Contraintes de la livraison de repas
- Charge organisationnelle pour la collectivité : elle doit gérer le personnel de distribution, l’entretien, la logistique sur site.
- Logistique plus sensible : il faut respecter la chaîne du froid, les horaires de livraison, les flux, ce qui implique une vigilance forte.
- Réactivité possible moins bonne en cas de dysfonctionnement : le fournisseur externe peut être moins intégré dans l’organisation quotidienne.
Critères clés pour faire le bon choix
Taille de la structure
- Moins de ~100 repas/jour : la livraison de repas est souvent plus pertinente.
- Au-delà de ~300 repas/jour ou avec perspective de montée en charge : la gestion concédée peut devenir économiquement viable et pertinente.
Volonté de maîtrise des approvisionnements
Si la collectivité souhaite imposer des fournisseurs locaux, des produits bio ou en circuits courts, la livraison permet davantage de maîtrise du CCTP et des clauses EGALIM.

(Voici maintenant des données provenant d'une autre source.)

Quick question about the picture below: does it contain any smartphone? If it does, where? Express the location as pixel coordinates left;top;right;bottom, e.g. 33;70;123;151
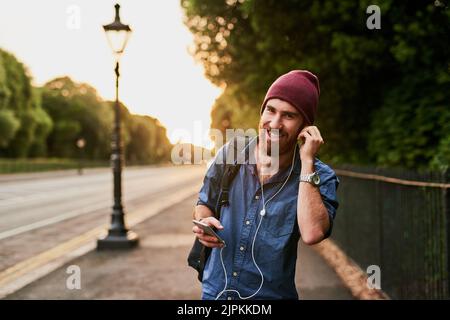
192;220;225;243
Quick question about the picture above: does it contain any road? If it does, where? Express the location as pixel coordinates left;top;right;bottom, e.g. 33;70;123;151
0;166;205;240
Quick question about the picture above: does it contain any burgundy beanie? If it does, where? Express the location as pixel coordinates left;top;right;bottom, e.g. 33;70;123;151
261;70;320;125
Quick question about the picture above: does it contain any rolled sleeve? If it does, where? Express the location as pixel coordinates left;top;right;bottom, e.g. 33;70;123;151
318;164;339;239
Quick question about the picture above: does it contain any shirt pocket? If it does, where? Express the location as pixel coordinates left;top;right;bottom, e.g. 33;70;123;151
261;201;297;238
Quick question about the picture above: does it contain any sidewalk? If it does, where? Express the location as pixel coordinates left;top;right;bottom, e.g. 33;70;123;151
7;197;353;299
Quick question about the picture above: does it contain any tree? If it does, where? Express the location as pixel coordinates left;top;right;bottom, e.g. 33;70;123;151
181;0;450;168
0;49;52;157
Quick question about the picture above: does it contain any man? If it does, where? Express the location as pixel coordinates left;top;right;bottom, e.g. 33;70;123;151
192;70;339;300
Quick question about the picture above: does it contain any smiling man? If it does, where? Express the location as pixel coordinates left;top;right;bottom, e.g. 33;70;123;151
192;70;339;300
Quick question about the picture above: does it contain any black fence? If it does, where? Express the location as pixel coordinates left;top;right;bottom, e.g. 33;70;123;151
332;167;450;299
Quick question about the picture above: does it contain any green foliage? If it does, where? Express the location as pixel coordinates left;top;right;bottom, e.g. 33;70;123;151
0;110;20;147
181;0;450;168
0;50;172;166
0;49;52;157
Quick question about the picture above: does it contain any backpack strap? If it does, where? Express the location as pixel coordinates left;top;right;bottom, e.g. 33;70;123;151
215;136;250;220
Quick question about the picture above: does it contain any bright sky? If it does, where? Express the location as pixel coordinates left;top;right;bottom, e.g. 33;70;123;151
0;0;221;147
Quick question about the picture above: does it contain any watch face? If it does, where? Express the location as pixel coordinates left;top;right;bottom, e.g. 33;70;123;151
312;174;320;185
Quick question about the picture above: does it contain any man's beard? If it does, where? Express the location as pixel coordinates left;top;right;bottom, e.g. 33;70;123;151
259;128;295;156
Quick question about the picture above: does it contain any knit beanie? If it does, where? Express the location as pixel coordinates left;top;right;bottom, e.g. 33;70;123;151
261;70;320;125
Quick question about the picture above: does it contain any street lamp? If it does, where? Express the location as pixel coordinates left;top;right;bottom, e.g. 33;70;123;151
76;138;86;175
97;4;139;250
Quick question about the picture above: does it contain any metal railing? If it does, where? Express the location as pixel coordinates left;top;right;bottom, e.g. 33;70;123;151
332;166;450;299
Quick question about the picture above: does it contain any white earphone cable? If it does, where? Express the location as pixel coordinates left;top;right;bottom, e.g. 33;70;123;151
215;141;297;300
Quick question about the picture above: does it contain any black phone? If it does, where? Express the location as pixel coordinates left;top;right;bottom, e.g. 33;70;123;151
192;220;225;243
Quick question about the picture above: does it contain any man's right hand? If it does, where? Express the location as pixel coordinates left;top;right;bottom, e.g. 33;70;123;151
192;217;224;248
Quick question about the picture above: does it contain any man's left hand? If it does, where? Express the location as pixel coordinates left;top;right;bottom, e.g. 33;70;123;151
297;126;324;161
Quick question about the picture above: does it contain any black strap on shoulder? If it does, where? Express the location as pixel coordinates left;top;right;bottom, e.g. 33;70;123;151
215;136;250;219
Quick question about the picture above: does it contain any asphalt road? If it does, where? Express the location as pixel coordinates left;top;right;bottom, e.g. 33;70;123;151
0;166;206;240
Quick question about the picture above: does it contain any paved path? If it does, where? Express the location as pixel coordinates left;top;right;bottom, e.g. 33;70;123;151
7;197;352;299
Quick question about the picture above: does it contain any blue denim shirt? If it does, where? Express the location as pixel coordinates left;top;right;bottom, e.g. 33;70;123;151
197;139;339;299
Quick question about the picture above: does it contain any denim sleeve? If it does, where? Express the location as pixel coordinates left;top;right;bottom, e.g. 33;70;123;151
318;165;339;239
197;145;227;212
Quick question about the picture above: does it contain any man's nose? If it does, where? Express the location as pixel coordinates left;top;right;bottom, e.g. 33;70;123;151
269;114;283;129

Compétences internes disponibles
Le niveau de compétence interne (équipe restauration municipale, logistique, pilotage contractualisé) est déterminant : si l’équipe est armée pour piloter un contrat complexe de concession, la gestion concédée est envisageable ; sinon, la livraison offre un modèle moins risqué.
Exemple de comparatif
Critères | Livraison de repas | Gestion concédée |
Taille cible | Petite / moyenne structure | Moyenne / grande structure |
Maîtrise des denrées | Totale | Partielle (via le contrat) |
Investissements | Limites (matériel de réchauffe) | Elevés (cuisine, équipements) |
Conformité EGALIM | Facilité d’intégration | Possible avec clauses strictes |
Organisation à assurer | Distribution / personnel | Pilotage du contrat |
Conclusion : arbitrer selon vos priorités
Il n’existe pas de solution universelle : le choix dépend de vos objectifs de qualité, de vos moyens humains, de la taille du service et de votre capacité à piloter un contrat. La livraison offre une plus grande souplesse et un contrôle accru des denrées. La gestion concédée délègue l’organisation opérationnelle à un opérateur spécialisé, au prix d’un pilotage contractuel plus complexe. Une étude comparative – sur la base de vos volumes, de vos ambitions (ex : produits durables), de vos moyens logistiques et de votre organisation – est essentielle pour éviter un choix par habitude et construire un modèle conforme, durable et adapté à vos enjeux.